How to draw multiple pairs Ks plot after KDE Fit? #26

Closed liufuyan2016 closed 4 years ago

liufuyan2016 commented 4 years ago

Dear professor, How to draw multiple pairs Ks plot after KDE Fit? The wgd kde only accepted one file. Thank you !

arzwa commented 4 years ago

I'm flattered, but not a professor ;) It seems I didn't implement that feature in the wgd kde command, but you can do that with the interactive plot utilities in wgd viz. From a terminal run a bokeh server instance and use wgd viz as follows (but replace with the correct filepaths of course)

bokeh serve &  
wgd viz -i -ks ath-ptr.ks.tsv,ptr.ks.tsv -l "Arabidopsis - Populus,Populus"

This shoud open up a browser where you can manipulate the plots, among others showing multiple KDEs. It should look somewhat like this:

Screenshot from 2020-02-16 16-32-07

liufuyan2016 commented 4 years ago

I run in the center OS systerm. There is some command to save the picture not interactive. I use the command and an error is occured :

 warnings.warn(_LEGEND_EMPTY_WARNING % attr)
BokehDeprecationWarning: 'legend' keyword is deprecated, use explicit 'legend_label', 'legend_field', or 'legend_group' keywords instead
BokehDeprecationWarning: 'legend' keyword is deprecated, use explicit 'legend_label', 'legend_field', or 'legend_group' keywords instead
2020-02-22 11:45:23,762 WebSocket connection opened
2020-02-22 11:45:23,763 ServerConnection created
BokehDeprecationWarning: ClientSession.loop_until_closed is deprecated, and will be removed in an eventual 2.0 release. Run Bokeh applications directly on a Bokeh server instead. See:

    https//docs.bokeh.org/en/latest/docs/user_guide/server.html
arzwa commented 4 years ago

This is the output of what command? I don't see an error, just warnings, so I don't think there are problems here. Again, to run the bokeh visualization module you should do the following:

  1. Run bokeh serve & This will start a Bokeh server in the background. This might print some things to the terminal (like the above warnings I think). In that case just hit <ENTER> to get back to the terminal.
  2. With the Bokeh server running. execute the wgd viz -i command with appropriate arguments. (see my example above)

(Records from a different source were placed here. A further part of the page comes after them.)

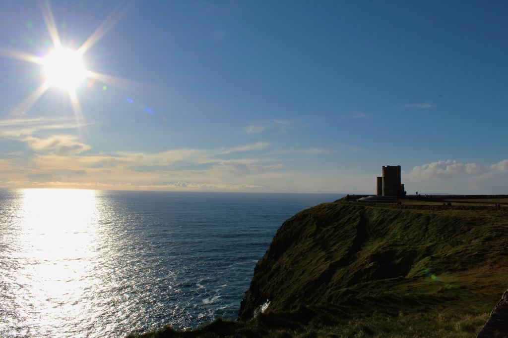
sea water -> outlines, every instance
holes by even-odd
[[[236,319],[282,222],[343,196],[0,190],[0,336]]]

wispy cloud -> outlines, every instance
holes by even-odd
[[[291,154],[315,155],[330,152],[330,151],[324,148],[289,148],[274,150],[270,152],[269,154],[272,155],[288,155]]]
[[[287,132],[292,123],[287,120],[274,119],[260,121],[250,124],[243,128],[247,134],[259,134],[268,129],[277,129],[280,132]]]
[[[351,117],[353,119],[369,119],[372,116],[372,114],[368,114],[363,111],[354,111],[351,114]]]
[[[409,103],[404,105],[404,108],[432,108],[433,106],[434,105],[430,103]]]

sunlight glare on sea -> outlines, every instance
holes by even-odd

Note that if you have some Python or R skills, you can always try loading the Ks distributions in R or Python and plot them yourself.

liufuyan2016 commented 4 years ago

Thanks you quickly apply~ I plant to use R. How to output the fitting data used for plot in wgd kde package?

arzwa commented 4 years ago

I'm not an R user, but you can fit a KDE to a Ks distribution as follows (see also #24 ):

# read in data
df = read.csv("your_distribution.tsv", sep="\t")

# filter Ks distribution (0.001 < Ks < 5) 
lower_bound = 0.001
upper_bound = 5
df = df[df$Ks < upper_bound,]
df = df[df$Ks > lower_bound,]

# perform node-averaging (redo when applying other filters)
dff = aggregate(df$Ks, list(df$Family, df$Node), mean)

# reflect the data around the lower Ks bound to account for boundary effects
ks = c(dff$x, -dff$x + lower_bound)

# plot a histogram and KDE on top
hist(ks, prob=TRUE, xlim=c(0, upper_bound), n=50)
lines(density(ks), xlim=c(0, upper_bound))

This should be easy to adapt for multiple Ks dsitributions.